49 per cent of knife crime perpetrators in the capital are teenaged or younger, with 41 per cent of offenders aged between 15 and 19 and eight per cent aged between ten and 14
By Virginia Hale
Half of all knife crime in London is carried out by people aged 19 and under, and three quarters of offenders are from minority ethnic groups, the latest figures show.
Statistics from the London Metropolitan Police revealed that 49 per cent of knife crime perpetrators in the capital are teenaged or younger, with 41 per cent of offenders aged between 15 and 19 and eight per cent aged between ten and 14.
Chief Superintendent Ade Adelekan, head of the Met’s Violent Crime Task Force, said the figures illustrate how “more and more young” people were getting caught up in knife crime.
“Violence is top of the agenda for the Met and knife crime injury victims under 25 are 15 per cent down,” he said, telling an event held by policy debate forum Westminster Insight that figures were “heading in the right direction”.
“Part of our success around this has been down to increasing our use of stop and search,” he explained, reporting a “significant” boost in the use of the tactic in recent months.
The police chief admitted officers have needed to “re-educate” themselves on the correct way to conduct a stop and search, with many losing the “art and skill” in the years since Theresa May, then home secretary, demanded drastic cuts to their use of the power, which she alleged was “unfair, especially to young black men”.
Regarding the ethnic profile of people involved in knife crime, Mr Adelekan said that 73 per cent of offenders and 53 per cent of victims were from a black or ethnic minority background, the Evening Standard reports.

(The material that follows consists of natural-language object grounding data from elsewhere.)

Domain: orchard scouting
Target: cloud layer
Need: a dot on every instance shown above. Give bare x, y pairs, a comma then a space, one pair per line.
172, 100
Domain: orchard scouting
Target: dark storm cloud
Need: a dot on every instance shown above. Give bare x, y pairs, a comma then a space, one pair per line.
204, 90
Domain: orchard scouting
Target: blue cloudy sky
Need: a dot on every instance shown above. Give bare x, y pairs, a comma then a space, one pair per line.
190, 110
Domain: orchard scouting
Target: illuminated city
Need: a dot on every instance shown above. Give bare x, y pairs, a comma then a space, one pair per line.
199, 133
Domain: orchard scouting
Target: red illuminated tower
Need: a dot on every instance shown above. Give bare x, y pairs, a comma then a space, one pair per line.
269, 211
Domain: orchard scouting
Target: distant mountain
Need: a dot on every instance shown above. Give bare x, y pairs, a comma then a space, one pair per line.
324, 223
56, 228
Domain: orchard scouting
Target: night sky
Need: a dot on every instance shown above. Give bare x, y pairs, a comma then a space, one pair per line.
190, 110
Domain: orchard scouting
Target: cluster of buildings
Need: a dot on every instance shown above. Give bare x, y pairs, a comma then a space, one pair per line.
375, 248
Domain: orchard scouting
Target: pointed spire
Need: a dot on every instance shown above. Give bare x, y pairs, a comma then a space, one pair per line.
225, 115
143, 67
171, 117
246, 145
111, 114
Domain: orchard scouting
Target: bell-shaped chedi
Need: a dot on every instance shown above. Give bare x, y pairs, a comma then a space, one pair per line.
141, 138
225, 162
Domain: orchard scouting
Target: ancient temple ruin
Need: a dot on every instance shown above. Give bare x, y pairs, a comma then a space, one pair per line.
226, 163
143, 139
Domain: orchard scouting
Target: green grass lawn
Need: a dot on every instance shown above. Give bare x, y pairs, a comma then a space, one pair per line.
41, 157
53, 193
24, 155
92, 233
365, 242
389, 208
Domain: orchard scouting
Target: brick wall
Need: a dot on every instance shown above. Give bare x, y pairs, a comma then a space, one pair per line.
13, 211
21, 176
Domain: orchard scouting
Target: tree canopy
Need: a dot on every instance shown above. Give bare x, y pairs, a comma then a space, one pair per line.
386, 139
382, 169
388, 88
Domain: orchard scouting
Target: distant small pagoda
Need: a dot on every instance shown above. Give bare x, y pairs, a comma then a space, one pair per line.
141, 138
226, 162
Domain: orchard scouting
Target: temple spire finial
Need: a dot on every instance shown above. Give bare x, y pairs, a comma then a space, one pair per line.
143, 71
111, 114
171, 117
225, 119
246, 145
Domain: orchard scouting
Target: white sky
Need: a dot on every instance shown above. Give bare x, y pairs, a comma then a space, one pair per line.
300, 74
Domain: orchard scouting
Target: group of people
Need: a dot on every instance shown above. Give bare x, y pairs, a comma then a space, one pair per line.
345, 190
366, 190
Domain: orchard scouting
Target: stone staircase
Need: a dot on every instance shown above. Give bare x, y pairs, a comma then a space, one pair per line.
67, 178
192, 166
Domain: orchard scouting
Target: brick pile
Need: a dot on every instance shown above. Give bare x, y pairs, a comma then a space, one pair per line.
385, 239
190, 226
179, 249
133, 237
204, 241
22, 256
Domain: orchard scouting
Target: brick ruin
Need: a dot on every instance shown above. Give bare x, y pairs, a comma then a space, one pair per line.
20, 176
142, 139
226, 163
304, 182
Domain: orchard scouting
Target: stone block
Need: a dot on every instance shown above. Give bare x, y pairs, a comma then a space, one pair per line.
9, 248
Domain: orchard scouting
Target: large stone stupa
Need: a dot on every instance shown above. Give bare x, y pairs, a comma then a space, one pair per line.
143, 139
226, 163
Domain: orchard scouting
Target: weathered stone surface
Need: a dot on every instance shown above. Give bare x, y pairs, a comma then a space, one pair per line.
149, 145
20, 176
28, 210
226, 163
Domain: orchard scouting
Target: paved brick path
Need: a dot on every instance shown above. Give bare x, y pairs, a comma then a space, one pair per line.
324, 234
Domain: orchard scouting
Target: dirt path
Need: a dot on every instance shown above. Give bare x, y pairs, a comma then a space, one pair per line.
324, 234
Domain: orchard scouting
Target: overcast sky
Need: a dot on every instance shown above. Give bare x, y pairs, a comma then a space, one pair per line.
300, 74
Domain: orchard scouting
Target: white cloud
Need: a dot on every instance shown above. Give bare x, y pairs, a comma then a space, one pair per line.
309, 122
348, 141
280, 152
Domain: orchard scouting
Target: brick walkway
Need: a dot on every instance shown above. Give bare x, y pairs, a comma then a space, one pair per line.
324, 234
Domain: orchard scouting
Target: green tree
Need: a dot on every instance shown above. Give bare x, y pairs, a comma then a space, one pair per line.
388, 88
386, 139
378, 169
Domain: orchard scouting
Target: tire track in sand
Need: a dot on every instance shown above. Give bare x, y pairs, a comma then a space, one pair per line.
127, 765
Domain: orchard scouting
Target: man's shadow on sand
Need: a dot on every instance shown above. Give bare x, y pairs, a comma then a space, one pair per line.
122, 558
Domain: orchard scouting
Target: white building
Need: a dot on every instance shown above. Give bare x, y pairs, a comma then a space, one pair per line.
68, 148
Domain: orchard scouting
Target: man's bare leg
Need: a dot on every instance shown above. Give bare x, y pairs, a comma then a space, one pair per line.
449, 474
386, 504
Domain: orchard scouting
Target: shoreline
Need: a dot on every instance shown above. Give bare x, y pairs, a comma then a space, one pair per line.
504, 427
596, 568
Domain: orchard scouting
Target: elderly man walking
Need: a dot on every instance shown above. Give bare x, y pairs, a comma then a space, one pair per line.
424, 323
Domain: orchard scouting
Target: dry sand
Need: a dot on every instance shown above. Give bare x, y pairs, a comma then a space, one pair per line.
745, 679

Knife crime in the capital reached a record high last year under London mayor Sadiq Khan, rising 15 per cent to reach 14,987 offences in total — a figure representing 38 per cent of all blade-related crime across England and Wales.
While the Labour mayor performed a U-turn on his campaign promise to slash the use of stop and search, other figures in his party remain fiercely opposed to the policing tactic, insisting the only solution to spiralling violence in the capital is further “investment” in youth activity centres and social work.
Other than his flip on stop and search, however, Mayor Khan has largely rejected pleas for a return to a law and order-style policing to tackle the problem, instead launching a “public health approach” to violent crime, which he continues to insist is a matter of insufficient funding from central government.